The next chart shows the balance of payments data broken down into inflows (liabilities) and outflows (assets). It highlights that the inflows were the driving force of the large net numbers and that they accelerated during 2020.
The foreign inflows in the fourth quarter of 2020 alone were >$250bn (>$1 trillion annualized) and in the region 5% of GDP. Even during the 1999-2001 dotcom bubble, we did not see many quarters above 2% of GDP.
U.S. exceptionalism also is illustrated in this next chart, which shows U.S. “market share” in total global cross-border equity flows. The U.S. has indeed been exceptional, grabbing close to all of the world’s recent gross-flow (some flows to specific countries can be negative).
Exceptionalism is now in question
Enough about the past. Where do investors stand now, and where are we heading? Many pieces of evidence show that investors are questioning the exceptionalism narrative and changing the direction of money flow:
First, the latest official monthly data (the March TIC data) shows that foreign appetite for U.S. stocks is potentially waning in an important way. The strong momentum from 2020 continued into January and February 2021. But there was a big reversal in March.

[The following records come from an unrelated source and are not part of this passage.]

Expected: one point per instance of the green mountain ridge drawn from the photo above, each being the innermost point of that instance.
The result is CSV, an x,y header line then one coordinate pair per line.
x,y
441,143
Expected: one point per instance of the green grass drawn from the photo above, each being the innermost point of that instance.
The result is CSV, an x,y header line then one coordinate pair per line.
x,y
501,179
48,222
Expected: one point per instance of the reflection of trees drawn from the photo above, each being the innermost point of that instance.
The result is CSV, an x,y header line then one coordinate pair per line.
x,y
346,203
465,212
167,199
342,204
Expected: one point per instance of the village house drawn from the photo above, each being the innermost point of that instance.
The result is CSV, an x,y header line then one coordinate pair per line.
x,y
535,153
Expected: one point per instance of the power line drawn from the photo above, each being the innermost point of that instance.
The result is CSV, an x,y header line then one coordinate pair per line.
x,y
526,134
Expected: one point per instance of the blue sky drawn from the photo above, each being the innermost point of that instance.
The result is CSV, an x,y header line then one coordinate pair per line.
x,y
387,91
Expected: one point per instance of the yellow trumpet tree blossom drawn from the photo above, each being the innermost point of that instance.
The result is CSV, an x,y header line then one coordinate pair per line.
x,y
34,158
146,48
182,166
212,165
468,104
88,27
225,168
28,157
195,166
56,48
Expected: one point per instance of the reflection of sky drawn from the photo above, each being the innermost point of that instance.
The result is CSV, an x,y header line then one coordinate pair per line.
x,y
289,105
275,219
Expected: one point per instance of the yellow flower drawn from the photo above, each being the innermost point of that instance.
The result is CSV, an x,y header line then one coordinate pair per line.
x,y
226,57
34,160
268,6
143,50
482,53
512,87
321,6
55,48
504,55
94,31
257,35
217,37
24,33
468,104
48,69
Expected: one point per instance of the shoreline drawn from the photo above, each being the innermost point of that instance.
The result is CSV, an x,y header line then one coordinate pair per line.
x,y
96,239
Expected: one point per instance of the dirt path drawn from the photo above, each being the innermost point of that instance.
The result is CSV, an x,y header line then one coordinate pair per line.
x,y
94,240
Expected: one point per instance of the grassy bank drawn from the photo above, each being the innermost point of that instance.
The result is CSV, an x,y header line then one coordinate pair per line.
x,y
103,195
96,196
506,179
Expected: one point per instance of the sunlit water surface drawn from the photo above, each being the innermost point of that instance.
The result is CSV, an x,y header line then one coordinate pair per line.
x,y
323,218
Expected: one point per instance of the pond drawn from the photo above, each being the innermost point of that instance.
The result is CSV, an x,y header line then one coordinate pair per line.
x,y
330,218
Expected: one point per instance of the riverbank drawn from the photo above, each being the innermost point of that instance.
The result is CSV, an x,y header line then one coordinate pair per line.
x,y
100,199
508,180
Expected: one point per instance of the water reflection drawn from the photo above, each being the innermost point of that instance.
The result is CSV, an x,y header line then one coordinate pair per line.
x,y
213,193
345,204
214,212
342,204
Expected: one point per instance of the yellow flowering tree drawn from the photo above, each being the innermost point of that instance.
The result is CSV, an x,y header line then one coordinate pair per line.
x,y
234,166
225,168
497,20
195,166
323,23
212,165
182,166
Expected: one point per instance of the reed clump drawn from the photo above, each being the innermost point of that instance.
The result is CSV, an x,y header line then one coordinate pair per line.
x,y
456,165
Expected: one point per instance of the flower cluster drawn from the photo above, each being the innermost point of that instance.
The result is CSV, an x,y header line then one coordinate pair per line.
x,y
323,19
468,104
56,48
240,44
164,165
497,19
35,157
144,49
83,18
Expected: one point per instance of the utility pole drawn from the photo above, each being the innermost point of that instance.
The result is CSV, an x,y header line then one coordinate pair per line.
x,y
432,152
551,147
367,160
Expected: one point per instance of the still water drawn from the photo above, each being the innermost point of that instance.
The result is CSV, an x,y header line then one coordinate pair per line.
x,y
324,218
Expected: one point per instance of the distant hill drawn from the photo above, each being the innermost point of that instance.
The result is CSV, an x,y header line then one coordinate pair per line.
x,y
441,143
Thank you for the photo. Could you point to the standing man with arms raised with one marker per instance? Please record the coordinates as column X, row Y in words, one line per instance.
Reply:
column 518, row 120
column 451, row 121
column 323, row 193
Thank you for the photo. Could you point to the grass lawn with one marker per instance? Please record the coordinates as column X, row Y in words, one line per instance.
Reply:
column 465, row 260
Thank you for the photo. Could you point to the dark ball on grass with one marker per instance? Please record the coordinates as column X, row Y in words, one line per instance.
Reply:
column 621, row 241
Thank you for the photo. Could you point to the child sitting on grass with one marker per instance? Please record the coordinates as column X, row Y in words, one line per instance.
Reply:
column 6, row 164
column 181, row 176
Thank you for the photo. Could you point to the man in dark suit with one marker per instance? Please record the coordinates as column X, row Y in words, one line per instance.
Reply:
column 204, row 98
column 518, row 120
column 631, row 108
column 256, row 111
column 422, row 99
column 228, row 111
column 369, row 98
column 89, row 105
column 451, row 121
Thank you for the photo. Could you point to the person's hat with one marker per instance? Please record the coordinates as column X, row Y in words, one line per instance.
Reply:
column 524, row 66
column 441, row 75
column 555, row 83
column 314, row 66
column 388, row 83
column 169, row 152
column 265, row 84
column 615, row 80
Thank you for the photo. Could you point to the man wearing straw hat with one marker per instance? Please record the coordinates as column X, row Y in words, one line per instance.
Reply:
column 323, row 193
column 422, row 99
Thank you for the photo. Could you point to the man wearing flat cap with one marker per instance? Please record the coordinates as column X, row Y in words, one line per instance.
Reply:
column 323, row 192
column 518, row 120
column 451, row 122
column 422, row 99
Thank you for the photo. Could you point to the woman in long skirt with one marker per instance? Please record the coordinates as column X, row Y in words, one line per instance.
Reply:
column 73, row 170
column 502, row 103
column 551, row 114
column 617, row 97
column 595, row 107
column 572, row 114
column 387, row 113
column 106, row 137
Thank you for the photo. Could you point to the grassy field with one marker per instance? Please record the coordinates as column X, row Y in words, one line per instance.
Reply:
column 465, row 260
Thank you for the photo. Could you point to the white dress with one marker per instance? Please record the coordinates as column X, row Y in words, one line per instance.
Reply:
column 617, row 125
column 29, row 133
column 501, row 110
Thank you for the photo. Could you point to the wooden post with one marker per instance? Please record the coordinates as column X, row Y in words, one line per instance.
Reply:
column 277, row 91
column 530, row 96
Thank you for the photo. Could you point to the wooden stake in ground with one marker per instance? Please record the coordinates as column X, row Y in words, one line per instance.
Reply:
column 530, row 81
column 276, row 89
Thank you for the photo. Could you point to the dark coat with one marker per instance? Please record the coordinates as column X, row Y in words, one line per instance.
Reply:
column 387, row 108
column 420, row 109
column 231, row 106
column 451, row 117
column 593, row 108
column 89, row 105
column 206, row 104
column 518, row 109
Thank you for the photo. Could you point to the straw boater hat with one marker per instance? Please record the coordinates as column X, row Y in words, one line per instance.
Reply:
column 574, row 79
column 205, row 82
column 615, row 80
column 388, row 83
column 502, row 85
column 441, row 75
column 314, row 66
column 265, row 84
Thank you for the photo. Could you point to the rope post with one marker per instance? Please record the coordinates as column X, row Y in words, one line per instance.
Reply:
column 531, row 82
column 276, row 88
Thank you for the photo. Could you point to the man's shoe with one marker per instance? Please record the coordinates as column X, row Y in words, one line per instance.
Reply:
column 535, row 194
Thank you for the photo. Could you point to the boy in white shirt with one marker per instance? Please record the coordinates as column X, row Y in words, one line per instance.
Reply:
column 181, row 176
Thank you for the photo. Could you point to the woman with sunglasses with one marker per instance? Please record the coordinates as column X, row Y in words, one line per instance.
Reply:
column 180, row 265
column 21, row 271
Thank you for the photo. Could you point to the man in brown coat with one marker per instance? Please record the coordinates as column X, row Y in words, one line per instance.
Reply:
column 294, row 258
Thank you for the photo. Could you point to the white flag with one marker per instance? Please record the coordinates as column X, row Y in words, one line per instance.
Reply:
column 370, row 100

Second, in a way this is all logical, since the rest of the world is catching up with the U.S. on the vaccine front. The chart below shows that the EU began to vaccinate more people (per capita) than the U.S. in May. Recently China has also surpassed the U.S. (and the EU). This means that other countries are quickly catching up in terms of immunity and economic reopening will follow shortly thereafter.
Third, U.S. bond yields, which spiked in the first quarter of 2021, are no longer leading the global move higher in interest rates. The chart below shows how U.S.10-year Treasury
yield rose by 0.8 percentage points in the first quarter (gray bars), much more than European yields. But in the second quarter of 2021 (blue bars) the ranking is totally different. Yields in Europe are rising the most, while U.S. yields are declining.
Fourth, relative equity market performance is starting to flip. After a long period of structural U.S. equity market outperformance, U.S. leadership is in question. Relative to Eurostoxx
(the index of the most liquid European stocks), the S&P 500
has underperformed since October 2020. This could well have further to run, given valuation differences — and especially if technology stocks are a drag on the U.S. market.
We can already observe a form of divergence between U.S. equity performance (erratic) and the underlying economic performance (still strong). The money flows make that picture more understandable: money flows into the U.S. equity market got so extended that some mean-reversion was inevitable.
Less demand for U.S. equity products has implications for relative U.S. equity performance, and may also impact the U.S. dollar via the overall structure of balance of payment financing. This is a problem in the context of a widening current account deficit.
The U.S. has an exceptional fiscal stance and an exceptional current account position. If financing via equities is becoming less exceptional, something else will have to give.